The Chancellor said that he wishes to make it easier for people to become homeowners. A significant exodus from the Private Rental Sector may well facilitate this in terms of reducing property values but it will not create any more housing. In fact, it may well reduce incentive to develop new housing. This is because over the last two decades a significant proportion of new build housing stock has been purchased by landlords, thus driving up the profits of developers to a point where it makes developing new builds viable. A reduction in the appetite for buy-to-let investment, combined with a reduction in property prices, may well have the effect of reducing property developer profits, and hence incentive to build new homes. Another knock on consequence of this is that a reduction in new developments would result in less new social housing being built.

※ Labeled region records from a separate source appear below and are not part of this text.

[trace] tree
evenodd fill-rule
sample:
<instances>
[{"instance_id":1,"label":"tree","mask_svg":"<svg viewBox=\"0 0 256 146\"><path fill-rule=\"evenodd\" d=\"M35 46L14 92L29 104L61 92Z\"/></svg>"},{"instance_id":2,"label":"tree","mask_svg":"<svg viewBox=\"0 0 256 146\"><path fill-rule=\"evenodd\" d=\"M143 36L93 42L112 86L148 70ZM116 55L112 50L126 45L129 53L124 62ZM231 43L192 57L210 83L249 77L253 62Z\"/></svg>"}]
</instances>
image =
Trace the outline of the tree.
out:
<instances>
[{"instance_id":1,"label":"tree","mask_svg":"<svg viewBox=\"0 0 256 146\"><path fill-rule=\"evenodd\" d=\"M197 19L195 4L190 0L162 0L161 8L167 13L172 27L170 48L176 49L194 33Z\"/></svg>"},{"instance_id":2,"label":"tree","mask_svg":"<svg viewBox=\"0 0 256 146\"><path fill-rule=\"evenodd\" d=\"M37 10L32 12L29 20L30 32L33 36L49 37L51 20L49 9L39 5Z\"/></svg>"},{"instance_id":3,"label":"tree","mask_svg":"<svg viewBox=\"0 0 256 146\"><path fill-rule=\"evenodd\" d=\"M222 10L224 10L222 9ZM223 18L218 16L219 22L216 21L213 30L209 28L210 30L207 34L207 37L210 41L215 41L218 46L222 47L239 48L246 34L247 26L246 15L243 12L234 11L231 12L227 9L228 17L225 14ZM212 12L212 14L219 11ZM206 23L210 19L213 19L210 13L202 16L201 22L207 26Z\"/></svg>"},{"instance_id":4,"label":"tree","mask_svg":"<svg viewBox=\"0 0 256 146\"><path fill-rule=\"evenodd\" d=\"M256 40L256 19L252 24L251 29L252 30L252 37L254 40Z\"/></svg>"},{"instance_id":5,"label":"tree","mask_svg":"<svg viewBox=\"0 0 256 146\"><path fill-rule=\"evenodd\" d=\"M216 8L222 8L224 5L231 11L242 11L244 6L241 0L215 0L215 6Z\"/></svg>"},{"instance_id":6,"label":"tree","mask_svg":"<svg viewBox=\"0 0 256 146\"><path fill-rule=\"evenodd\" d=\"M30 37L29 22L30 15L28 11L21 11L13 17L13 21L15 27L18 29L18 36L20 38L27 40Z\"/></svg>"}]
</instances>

It would be politically very awkward for the Chancellor to do a u-turn at this point, albeit not impossible. However, the following concessions may be equally effective to deal with the Chancellors objectives whilst negating the necessity to openly backtrack in order to avoid the negative repercussions and unintended consequences of the Summer 2015 Budget:-
Option 1) announce that the new tax rules only apply to new debt as of 2017 or
Option 2) introduce CGT rollover for residential investment property in order to allow landlords with large portfolio’s to roll their assets into a corporate structure or
Option 3) declare a CGT amnesty for BTL landlords for a given period which will still have the effect of reducing the size of the PRS (albeit with some reduction in property values due to the possible scale of transactions) but with reduced negative consequences in terms of insolvency induced forced sales and the knock on effects to banks and property developers.
I look forward to your reply and hope we can schedule a meeting sooner rather than later.